Never has this Beatles song been more relevant. I received my tax bill this morning. It was a bill for too many thousands. I was perplexed. I didn’t think I was making that much money to warrant a high tax rate. I scrutinized the notice from IRAS, the tax authority in Singapore. Something did not add up so I gave them a call. It turns out, I was right to be skeptical. They had taxed me as a non-resident owing to an erroneous data in my record. Non-residents are typically taxed higher than their local counterparts. They thought I had sojourned in the country for less than 183 days. It’s been two years. Had it not been for my accountant brain springing into action, carrying out a fast audit, I’d have paid the full amount just to get it over with. I would have lost a good chunk of my corporate exit fund to the taxman forever. I left the fiasco for our payroll department to fix.
Instances like this does make being an accountant handy. If a picture paints a thousand words, numbers too tell a story. The accountants are the storytellers, excel spreadsheets the manuscript. We analyse raw data, interpret numerical relationships and present a story that will ultimately help users make informed decisions. I sometimes have a bad habit of downplaying my occupation but it takes years of study and post grad certification to acquire even an iota of competence in the field.
My work is a specialized form of accounting called fund accounting. Some days, you have to squint harder to find the fun in it. I have not really been able to explain this to my friends and family. It’s so bespoke, it’s hard for the common man to comprehend. To put it in a rather plain manner, it’s a glorified bookkeeping job for hedge funds and their high net worth and institutional investor clients.

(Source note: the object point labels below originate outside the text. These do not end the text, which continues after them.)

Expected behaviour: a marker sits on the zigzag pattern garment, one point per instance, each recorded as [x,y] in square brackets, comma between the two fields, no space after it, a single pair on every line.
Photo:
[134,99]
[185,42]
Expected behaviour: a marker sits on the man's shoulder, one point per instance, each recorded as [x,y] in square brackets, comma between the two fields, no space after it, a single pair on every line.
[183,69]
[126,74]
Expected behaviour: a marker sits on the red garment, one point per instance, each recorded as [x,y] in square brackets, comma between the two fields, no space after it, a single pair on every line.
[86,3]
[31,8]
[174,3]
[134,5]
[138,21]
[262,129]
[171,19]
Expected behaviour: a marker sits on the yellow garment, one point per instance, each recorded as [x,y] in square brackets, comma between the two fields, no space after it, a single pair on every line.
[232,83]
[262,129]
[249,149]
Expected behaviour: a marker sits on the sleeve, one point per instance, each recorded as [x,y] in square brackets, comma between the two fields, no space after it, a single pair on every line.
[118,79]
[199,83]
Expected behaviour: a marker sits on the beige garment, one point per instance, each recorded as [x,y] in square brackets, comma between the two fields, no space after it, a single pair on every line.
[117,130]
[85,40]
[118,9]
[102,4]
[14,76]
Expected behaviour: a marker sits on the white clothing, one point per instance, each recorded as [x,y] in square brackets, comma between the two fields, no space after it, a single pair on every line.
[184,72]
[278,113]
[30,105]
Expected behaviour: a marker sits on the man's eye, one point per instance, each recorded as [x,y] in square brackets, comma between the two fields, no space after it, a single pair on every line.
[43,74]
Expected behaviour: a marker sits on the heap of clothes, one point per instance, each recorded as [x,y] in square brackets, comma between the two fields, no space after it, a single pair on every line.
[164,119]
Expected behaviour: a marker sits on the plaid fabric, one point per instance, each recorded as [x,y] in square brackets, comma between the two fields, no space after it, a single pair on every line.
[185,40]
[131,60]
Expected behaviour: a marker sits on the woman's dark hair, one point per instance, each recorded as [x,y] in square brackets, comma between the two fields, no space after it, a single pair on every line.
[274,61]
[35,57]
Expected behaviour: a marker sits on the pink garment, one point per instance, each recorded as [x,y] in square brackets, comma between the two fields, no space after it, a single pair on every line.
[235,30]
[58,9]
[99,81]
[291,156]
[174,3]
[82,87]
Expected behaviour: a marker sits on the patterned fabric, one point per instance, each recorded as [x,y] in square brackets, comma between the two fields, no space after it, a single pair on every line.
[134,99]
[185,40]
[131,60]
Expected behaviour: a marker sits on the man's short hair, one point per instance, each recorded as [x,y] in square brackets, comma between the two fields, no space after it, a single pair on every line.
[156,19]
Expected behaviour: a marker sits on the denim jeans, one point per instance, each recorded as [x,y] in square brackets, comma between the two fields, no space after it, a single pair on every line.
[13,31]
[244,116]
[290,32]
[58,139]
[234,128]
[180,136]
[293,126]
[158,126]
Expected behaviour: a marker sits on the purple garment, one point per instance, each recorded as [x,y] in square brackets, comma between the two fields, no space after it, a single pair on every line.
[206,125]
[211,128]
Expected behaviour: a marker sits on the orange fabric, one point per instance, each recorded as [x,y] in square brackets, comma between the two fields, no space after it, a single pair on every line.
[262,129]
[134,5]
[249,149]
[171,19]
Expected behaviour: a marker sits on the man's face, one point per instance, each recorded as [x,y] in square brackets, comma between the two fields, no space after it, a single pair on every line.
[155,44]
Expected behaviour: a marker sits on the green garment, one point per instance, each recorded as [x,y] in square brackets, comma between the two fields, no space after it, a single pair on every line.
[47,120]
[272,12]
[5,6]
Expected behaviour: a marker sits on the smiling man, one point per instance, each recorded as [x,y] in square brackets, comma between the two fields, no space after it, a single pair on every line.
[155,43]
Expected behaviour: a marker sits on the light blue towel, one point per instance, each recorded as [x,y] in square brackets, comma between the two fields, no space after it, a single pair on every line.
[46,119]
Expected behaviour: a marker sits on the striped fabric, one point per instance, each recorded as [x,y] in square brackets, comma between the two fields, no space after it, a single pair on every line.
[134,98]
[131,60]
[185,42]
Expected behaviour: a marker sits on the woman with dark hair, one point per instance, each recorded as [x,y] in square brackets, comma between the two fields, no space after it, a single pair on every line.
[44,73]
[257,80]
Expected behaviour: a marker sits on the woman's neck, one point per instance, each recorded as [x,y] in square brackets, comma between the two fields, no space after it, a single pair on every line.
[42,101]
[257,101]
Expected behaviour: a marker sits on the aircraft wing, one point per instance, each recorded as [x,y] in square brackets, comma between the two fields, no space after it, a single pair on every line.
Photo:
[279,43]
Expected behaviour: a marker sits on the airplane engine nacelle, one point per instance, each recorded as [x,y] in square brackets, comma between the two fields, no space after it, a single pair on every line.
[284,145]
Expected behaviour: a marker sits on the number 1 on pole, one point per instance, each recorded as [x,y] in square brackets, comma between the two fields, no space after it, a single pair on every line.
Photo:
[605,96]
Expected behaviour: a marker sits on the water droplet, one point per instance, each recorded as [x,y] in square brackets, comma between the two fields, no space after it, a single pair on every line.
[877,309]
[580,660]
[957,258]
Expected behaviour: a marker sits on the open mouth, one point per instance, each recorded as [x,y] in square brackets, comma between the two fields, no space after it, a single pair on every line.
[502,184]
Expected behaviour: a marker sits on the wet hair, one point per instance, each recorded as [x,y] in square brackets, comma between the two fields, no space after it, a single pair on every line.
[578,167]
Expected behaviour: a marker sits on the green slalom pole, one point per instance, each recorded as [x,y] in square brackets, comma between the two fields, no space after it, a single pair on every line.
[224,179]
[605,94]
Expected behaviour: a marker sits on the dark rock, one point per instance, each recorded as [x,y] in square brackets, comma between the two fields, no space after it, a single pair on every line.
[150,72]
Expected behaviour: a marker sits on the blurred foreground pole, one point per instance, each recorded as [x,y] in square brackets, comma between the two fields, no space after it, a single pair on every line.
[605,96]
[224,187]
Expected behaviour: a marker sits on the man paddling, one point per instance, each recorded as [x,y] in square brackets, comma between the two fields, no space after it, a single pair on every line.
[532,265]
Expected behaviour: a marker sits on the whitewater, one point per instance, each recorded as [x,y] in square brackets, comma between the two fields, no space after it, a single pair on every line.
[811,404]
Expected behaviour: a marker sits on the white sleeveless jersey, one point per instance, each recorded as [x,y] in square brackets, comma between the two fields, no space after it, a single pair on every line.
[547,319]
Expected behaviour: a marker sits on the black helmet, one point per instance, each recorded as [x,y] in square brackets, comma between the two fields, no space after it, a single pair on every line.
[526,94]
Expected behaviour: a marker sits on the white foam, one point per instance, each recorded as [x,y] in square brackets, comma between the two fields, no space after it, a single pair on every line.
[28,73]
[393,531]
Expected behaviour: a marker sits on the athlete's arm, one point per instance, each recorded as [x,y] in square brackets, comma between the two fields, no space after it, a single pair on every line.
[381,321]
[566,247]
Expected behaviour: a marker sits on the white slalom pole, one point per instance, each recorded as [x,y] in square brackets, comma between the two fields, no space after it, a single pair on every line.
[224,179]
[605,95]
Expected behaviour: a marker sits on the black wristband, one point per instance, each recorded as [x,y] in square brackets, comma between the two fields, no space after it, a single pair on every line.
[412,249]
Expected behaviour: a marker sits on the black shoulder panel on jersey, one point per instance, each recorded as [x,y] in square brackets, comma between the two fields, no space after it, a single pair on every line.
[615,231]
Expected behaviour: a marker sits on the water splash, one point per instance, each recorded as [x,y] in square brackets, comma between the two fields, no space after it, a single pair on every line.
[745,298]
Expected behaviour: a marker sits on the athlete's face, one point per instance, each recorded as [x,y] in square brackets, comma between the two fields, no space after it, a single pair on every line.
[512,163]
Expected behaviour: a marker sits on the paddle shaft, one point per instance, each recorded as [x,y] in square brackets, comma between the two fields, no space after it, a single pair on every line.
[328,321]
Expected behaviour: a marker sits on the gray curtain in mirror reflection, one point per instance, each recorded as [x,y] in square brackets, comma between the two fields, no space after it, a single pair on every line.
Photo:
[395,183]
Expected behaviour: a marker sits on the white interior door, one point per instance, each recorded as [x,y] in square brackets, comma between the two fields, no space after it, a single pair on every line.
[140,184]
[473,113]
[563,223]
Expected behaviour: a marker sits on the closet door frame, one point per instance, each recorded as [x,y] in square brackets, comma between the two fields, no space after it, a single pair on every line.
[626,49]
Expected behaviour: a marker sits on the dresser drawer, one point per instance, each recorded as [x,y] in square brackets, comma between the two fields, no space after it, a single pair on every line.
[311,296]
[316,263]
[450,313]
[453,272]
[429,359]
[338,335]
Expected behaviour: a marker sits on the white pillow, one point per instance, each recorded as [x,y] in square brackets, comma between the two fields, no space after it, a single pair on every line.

What the fuck is a hedge fund. You might ask. Well. To illustrate in the simplest form, say I approach a few of my friends and family and ask them to give me some of their money. I will not tell them what I’ll use it for, but I promise I’ll maximize it and make more money for them. No guarantees but they can have their money back any time they want. With the pooled money, I will buy whatever I like say bread and butter and sell these at a higher price. Sometimes if I don’t have bread, I will borrow bread from somebody else so I can sell them. Later, when the price of bread goes down, I’ll buy at that point and return the bread to the owner.
In the scenario I’ve just illustrated, I am the hedge fund manager. My friends and family are the high net worth and institutional investors. Bread and butter are the investments in stocks, bonds, real estate, et cetera. The buying and borrowing of bread are two of the most common strategies used, buy & hold and short selling. There’s a myriad of more complex strategies employed by hedge funds but this is the mechanism in a nutshell. Not just anyone can invest in a hedge fund. YOU. NEED. MONEY. I’m not talking about thousands. I’m talking millions, and billions of US dollar. The largest hedge funds pretty much control the entire fucking planet. We are at the mercy of the rich.
This is the internal battle I always contend with. The inequity I see sometimes makes me want to vomit.
Filed: Mundane
ahhhh love it! ❤️
So now you know what I do? 😆
A-okay. Now i know what is hedge fund thru the bread & butter illustration 😊 thank you accountant👌
You’re welcome! 😉
I have just rewatched Parasite (which you recommended I watch the last time we got together) before I read this blog entry and I found myself nodding when I got to the end. I can imagine why you said it makes you want to vomit. The economic disparity is sickening.
Yeah, unfortunately it’s the kind of world we live in. So full of excesses!